Jakarta – Fintech lending dinilai efektif menjadi pelengkap industri perbankan di dalam penyaluran dana ke sektor usaha mikro. Bahkan nilai pinjaman fintech lending ke sektor pedagangan eceran mencapai 70 persen dari total penyaluran dana industri yang berkembang pesat dalam beberapa tahun terakhir ini.
Demikian pernyataan tersebut seperti disampaikan oleh Peneliti Indef Nailul Huda, dalam keterangannya di Jakarta, Rabu, 12 September 2018. Menurutnya, lini perdagangan eceran merupakan sektor terbesar yang dibiayai oleh fintech lending.
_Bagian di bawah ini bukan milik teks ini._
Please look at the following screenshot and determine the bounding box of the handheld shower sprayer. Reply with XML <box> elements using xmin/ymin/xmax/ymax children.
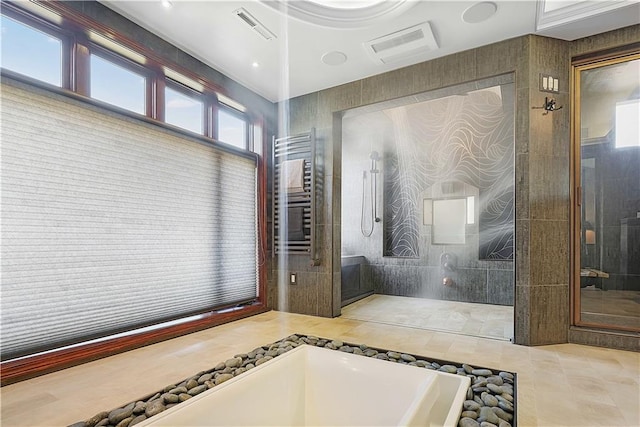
<box><xmin>360</xmin><ymin>151</ymin><xmax>381</xmax><ymax>237</ymax></box>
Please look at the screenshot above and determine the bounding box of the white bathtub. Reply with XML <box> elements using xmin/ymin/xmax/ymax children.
<box><xmin>138</xmin><ymin>345</ymin><xmax>470</xmax><ymax>427</ymax></box>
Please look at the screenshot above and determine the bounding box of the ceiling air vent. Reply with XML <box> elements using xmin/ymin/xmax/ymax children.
<box><xmin>233</xmin><ymin>7</ymin><xmax>276</xmax><ymax>40</ymax></box>
<box><xmin>364</xmin><ymin>22</ymin><xmax>438</xmax><ymax>64</ymax></box>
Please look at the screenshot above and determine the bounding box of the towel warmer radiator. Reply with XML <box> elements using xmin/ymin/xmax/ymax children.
<box><xmin>272</xmin><ymin>128</ymin><xmax>319</xmax><ymax>265</ymax></box>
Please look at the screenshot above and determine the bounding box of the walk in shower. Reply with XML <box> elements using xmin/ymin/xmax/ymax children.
<box><xmin>342</xmin><ymin>74</ymin><xmax>515</xmax><ymax>342</ymax></box>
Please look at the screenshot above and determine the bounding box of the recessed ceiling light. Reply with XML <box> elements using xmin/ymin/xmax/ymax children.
<box><xmin>321</xmin><ymin>50</ymin><xmax>347</xmax><ymax>65</ymax></box>
<box><xmin>462</xmin><ymin>1</ymin><xmax>498</xmax><ymax>24</ymax></box>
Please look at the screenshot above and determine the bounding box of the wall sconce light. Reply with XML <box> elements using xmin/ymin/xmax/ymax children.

Di mana di sektor tersebut rata-rata level usahanya adalah mikro, yang kemudian disusul oleh sektor pertanian.
“Porsinya 70 persen mereka itu ke sektor perdagangan eceran, dan 20 persen masuk ke sektor pertanian,” ujarnya.
Berdasarkan data Otoritas Jasa Keuangan (OJK), hingga Juni 2018, diketahui sudah ada aliran pinjaman senilai Rp7,64 triliun yang tersalur dari berbagai penyelenggara fintech lending. Artinya, jika 70 persennya diserap oleh sektor pedagang eceran, maka ada sekitar Rp5,35 triliun dana dari fintech yang mengalir ke usaha mikro.
Berdasarkan data International Finance Corporation (IFC), pelaku UMKM di Indonesia masih kesulitan mendapatkan pembiayaan dari sumber-sumber konvensional untuk mendorong bisnisnya. Hal ini tercermin dari kesenjangan pembiayaan untuk sektor usaha kecil dan menengah yang mencapai US$166 miliar atau sekitar 19 persen dari pendapatan domestik bruto (PDB) di 2017.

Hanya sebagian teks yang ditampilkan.